The Declaration on the Rights of Mentally Retarded Persons was adopted in 1971. The Declaration proclaims that the mentally retarded person has, to the maximum degree of feasibility, the same rights as other human beings. This includes the right to proper medical care and physical therapy, education, training, rehabilitation, and guidance. The rights also extend to economic security, the right to perform productive work, and the right, when necessary, to a qualified guardian and to protection from exploitation, abuse, and degrading treatment. Whenever mentally retarded persons are unable to exercise all their rights in a meaningful way or if it should become necessary to restrict or deny them, the procedure used must contain proper safeguards against abuse.
In terms influenced by professional principles of normalization and rehabilitation, Article 4 of the Declaration put forward the view that disabled persons should receive home-based care, either with natural families or foster families that obtained practical assistance.
This document however has its own shortcomings. The reason for this is that, to gain more acceptance, this document has been burdened with a number of caveats.
However, despite its shortcomings, the Declaration laid down many guidelines and called for international and national actions to protect the rights of all persons with physical and mental disabilities. The Declaration is sweeping in its functional definition of ‘the disabled person’ and its enumeration of their rights. Moreover the Declaration grants these rights regardless of the degree, origin or type of disability.
The Declaration also stresses liberty interests. It prohibits all exploitation, discriminatory, abusive or degrading treatment and regulations as well as unnecessary differential treatment in residence.

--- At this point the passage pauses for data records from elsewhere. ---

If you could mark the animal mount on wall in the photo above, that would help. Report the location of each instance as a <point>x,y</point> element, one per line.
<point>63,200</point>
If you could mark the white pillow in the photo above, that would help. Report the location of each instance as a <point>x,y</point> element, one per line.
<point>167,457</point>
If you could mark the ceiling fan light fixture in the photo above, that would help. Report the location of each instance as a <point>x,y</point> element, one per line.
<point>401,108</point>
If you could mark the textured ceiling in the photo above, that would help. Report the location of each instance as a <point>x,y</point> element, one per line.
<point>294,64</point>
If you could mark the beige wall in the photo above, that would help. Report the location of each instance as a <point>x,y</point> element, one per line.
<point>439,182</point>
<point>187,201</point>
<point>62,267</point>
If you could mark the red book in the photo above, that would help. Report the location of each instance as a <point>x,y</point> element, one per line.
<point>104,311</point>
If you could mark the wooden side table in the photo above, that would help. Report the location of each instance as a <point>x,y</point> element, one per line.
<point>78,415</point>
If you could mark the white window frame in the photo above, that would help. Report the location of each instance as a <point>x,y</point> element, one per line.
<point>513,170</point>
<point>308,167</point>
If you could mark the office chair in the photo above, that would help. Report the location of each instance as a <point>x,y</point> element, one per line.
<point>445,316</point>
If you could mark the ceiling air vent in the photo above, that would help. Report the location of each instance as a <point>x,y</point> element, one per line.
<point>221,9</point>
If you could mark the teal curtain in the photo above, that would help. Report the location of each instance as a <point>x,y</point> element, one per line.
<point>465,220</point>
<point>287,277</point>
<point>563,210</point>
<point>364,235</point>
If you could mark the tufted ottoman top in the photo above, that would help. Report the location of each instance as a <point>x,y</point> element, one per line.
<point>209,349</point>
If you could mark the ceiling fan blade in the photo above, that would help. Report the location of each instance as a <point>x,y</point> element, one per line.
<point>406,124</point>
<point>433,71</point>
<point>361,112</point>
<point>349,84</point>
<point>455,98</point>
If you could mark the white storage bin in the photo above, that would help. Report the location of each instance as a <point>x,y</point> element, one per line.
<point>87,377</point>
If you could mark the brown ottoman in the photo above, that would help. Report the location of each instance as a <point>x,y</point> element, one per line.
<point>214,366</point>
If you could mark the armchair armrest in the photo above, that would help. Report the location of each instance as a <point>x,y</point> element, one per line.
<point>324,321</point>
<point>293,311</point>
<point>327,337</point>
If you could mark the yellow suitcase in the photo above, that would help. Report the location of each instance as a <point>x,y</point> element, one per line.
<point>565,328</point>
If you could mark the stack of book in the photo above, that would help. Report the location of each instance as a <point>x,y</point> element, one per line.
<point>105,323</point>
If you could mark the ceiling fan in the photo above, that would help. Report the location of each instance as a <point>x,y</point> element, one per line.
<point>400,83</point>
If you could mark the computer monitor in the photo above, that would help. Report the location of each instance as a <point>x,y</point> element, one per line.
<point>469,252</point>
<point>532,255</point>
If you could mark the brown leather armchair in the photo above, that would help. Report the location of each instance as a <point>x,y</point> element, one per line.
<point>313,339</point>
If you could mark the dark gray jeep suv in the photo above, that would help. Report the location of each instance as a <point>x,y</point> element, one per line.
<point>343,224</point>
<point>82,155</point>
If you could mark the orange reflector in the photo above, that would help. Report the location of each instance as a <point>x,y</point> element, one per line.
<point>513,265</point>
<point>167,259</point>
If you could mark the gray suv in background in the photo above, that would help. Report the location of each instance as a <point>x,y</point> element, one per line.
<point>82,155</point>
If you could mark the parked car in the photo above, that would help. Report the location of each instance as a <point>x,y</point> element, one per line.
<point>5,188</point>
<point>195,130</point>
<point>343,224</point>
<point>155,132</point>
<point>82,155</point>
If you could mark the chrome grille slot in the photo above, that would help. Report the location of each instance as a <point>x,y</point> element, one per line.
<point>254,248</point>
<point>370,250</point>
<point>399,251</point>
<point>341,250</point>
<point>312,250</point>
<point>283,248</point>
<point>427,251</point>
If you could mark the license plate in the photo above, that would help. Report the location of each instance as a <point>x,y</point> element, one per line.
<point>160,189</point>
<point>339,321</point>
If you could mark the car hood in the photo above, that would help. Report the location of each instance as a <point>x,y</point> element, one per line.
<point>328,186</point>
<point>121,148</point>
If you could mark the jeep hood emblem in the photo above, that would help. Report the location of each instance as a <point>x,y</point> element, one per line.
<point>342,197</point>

The Declaration also demands that all persons with disabilities become ‘as self reliant’ as possible and have their ‘special needs taken into consideration at all stages of economic and social planning’.

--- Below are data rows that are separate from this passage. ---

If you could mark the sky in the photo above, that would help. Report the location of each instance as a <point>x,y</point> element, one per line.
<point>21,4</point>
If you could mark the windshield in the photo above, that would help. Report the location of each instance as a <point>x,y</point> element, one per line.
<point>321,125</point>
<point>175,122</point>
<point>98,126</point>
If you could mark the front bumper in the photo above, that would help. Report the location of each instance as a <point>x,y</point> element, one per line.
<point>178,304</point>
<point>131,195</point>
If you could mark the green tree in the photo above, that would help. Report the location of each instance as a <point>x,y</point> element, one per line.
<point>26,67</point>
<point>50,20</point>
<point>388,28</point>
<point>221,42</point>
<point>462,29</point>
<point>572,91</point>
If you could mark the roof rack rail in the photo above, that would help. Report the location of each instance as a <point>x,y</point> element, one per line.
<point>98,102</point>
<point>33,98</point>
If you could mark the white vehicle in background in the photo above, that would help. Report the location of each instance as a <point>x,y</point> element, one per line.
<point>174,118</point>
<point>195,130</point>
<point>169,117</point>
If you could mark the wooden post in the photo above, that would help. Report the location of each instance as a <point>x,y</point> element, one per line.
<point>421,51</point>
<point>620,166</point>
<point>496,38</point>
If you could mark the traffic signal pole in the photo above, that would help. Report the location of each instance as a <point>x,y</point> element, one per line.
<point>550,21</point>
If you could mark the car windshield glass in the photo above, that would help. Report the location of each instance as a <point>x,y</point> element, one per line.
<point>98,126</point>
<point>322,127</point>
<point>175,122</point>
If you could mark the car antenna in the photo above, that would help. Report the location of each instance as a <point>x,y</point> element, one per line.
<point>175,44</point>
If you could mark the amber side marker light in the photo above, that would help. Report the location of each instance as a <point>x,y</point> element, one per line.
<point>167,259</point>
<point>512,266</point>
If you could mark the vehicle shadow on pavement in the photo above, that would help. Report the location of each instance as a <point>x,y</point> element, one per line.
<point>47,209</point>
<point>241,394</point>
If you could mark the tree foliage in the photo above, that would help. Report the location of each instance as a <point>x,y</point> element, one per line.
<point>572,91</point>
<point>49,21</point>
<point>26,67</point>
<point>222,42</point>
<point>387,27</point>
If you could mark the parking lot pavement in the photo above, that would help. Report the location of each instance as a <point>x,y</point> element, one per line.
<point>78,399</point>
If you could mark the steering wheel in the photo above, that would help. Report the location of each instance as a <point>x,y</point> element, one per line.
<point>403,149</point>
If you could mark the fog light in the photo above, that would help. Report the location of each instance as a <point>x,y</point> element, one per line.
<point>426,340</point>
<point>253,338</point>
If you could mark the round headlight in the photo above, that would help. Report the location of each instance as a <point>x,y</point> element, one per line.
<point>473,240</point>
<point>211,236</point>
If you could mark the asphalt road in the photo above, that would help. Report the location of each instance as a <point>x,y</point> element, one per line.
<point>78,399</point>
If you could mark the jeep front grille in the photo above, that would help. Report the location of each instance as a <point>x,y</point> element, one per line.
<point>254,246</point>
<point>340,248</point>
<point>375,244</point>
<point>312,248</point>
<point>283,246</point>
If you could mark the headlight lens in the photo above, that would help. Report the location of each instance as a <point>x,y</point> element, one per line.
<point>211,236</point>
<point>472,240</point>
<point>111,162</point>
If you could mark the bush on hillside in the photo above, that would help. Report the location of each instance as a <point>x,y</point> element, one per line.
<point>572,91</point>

The Declaration also recognizes that advocacy and empowerment are critical to meeting its goals. The Declaration also requires “qualified legal aid when such aid proves indispensable’ for personal or property protection. The Declaration also requires full information to be given to disabled persons and their families on the declared rights and urges governments to consult with organizations of disabled persons on all matters regarding their rights.